Lenovo’s “Analytic Maturity Model”

Lenovo’s Mohammed Chaara suggests proceeding through an “analytic maturity model” that has these very properties. He says, “I start by working with the data that’s already available. I actually avoid contact with IT at this stage.” He does so because he observes that IT is typically resource-constrained and it makes more sense to see if there’s a good case for investing in bigger infrastructure and better data to support an opportunity. Mo believes that “Any good analyst can extract value from dirty, incomplete data, at least enough to get a sense for whether there’s value worth pursuing further.” If there’s a reason to continue, Mo’s second analytic maturity stage is about further understanding the issues that come with the relevant data. These might include, for example, needs to reconcile master data hierarchies, or perhaps privacy constraints that will need to be imposed and administered (and perhaps audited) regularly. With these management requirements come governance needs as well. Emerging from this stage with clear requirements then allows Mo to proceed to a third stage, where IT can be productively engaged and focused on how to deliver against these requirements. Mo observes that the typical approach is exactly the opposite. Conversations start with, as he puts it, “foundation-planning”: Often led by IT, the firm first inventories the data it has, and then determines how this data should be defined, physically maintained, and governed. Only once the foundation has been established is the storefront opened. Mo observes that, however, “The problem is that nine months later, you have nothing to show for it, in terms of any business insight or result.”

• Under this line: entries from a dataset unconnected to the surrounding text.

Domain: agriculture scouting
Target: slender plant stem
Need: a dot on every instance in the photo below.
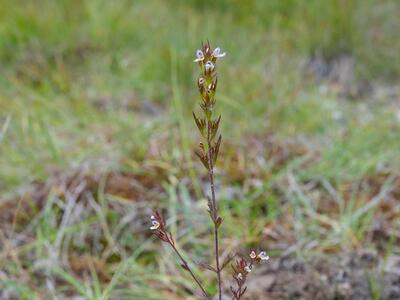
(214, 209)
(186, 267)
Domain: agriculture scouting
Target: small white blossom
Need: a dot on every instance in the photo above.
(263, 256)
(199, 56)
(209, 66)
(217, 53)
(155, 223)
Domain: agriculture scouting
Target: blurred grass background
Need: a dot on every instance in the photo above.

Sharp-eyed readers will observe that in this case, Mo’s analytic team is sufficiently sophisticated about data management and governance issues to be able to play a hybrid business/IT role, effectively playing the part of a team of business analysts that might typically be the tip of the spear for an IT organization. However, the difference here is that by organizing itself as a “Center of Excellence” growing out of the “business” side of the organization, the “tribal DNA” of the group orients itself first toward solving specific problems and filtering for the ones that have sufficient value to be worth supporting more robustly. Business analysts coming out of IT, in my own experience and that of others who addressed this issue for this book, rarely start there. They tend to “take orders” to explore the data implications for a business opportunity without clear vetting of that opportunity. This is true even if there is a “business case” form involved in submitting the order; often the authors of those business cases are either not well analytically supported or they are not impartial.

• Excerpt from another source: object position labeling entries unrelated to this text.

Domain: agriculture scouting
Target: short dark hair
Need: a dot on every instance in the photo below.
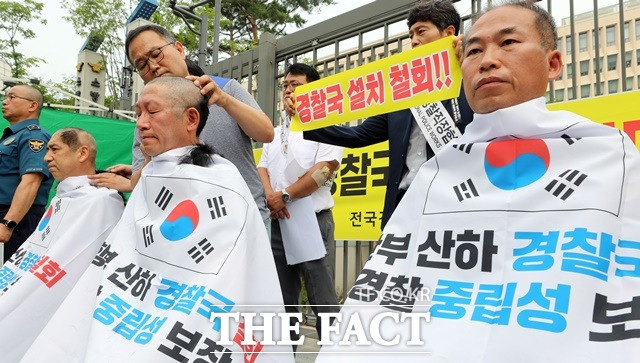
(545, 24)
(143, 28)
(303, 69)
(441, 13)
(193, 68)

Building the Data Warehouse

To summarize, the bottom layer/first stage described previously is typically called “requirements gathering.” However, the ways functional and technical requirements have traditionally been expressed have focused more on features, specifications, and (occasionally) performance, not on capturing and tightly linking the business needs—users and use cases—these are meant to support. Buried in the second edition of what is widely accepted as the bible on the subject, Ralph Kimball’s The Data Warehouse Toolkit, in the middle of Chapter 16, is a section titled “Common Data Warehousing Mistakes to Avoid.”2 Woven throughout the ten mistakes listed there is a common theme: De-coupling data warehouse development from cheek-by-jowl participation in solving real business problems is a recipe for disaster.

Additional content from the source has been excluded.